Dejo unos enlaces utiles:
http://en.wikipedia.org/wiki/Modulo_operation - Descripcion del operador MOD

http://docs.google.com/viewer?a=v&q...riePxF&sig=AHIEtbTHu9AZCp4blW8fCA42DIIOmvLDTA
Ejemplo de implementacion de un MOD16

Finalmente, nota que un contador de minutos o segundos (0-59) es un MOD60 y un contador de horas es.... (0-23) un MOD24.

El operador MOD es mmmmuyyyy empleado en programacion.

Saludos y a tus ordenes.


----------



## MrCarlos

Hola tecnogirl

Ni que decir o preguntar más al respecto de MOD’s

Gracias tecnogirl

saludos
a sus ordenes


----------



## Nokturna

Perdón por no ser especifica desde el principio, y muchisimas gracias por contestar, supongo que eso demuestra que soy principiante  y bueno, me explico, resulta que en primer lugar, quise hacer el contador utilizando modulos, el ejemplo de MOD10 es el siguiente: 



Donde lo unico que se hace es agregar una compuerta AND entre Q1 y Q3, con eso se logra una cuenta ascendente de 0 a 9, entonces segun yo lo que tenia que hacer era otra de 0-5 (con MOD06) y 0-1 (MOD02), pero resulta que eso es para hacer una cuenta ASCENDENTE, que en mi caso no iba a funcionar. Aun asi, si alguien quiere saber, para hacer los otros MOD lo unico que se hace, es ingresar otras combinaciones diferentes AND, por ejemplo, para el MOD06 son Q0 y Q2 las que se introducen si mal no recuerdo...

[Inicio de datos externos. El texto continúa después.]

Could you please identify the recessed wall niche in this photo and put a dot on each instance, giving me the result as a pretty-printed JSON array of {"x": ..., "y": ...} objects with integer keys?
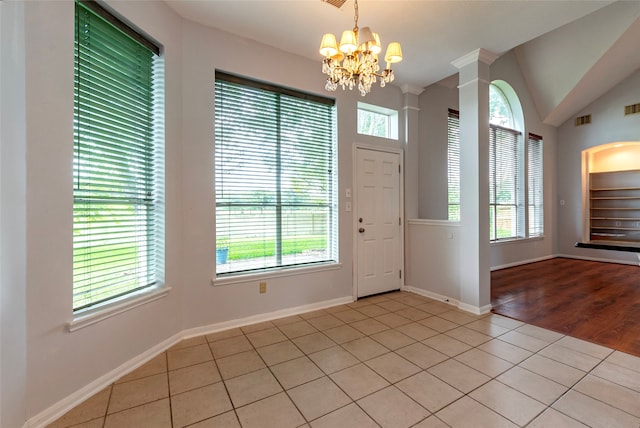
[{"x": 611, "y": 194}]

Por eso, cambié la pregunta, porque resulta que para hacer una cuenta descendente, lo que cambia es la configuracion de las entradas P0, P1, P2 y P3 del circuito, ingresando el numero binario del que quiero que comienze, quedando mas o menos asi para los segundos, es decir 59-0:



Mi problema ahora, es que no sé como hacer la cuenta regresiva de 15 a cero, porque si se aprecia en la foto anterior, para el menos siginificativo se ingresó el 9 binario, y en el mas siginificativo el 5, es decir 59.

Hasta la ahora mi idea es hacerlo para los minutos es que sea capaz de contar de 19 a 0, es decir, ingresar un 9 binario en el menos significativo, y un 1 binario en el mas significativo, pero que al presionar el boton de reset, comienze con un 5 en el menos significativo y un 1 en mas significativo, no sé si esto sea posible.

Bueno, espero no haber causado más dudas que respuestas (aunque, supongo que si  ) y si alguien me entendió, me gustaría saber, si fuera posible, que me diga si voy bien o no.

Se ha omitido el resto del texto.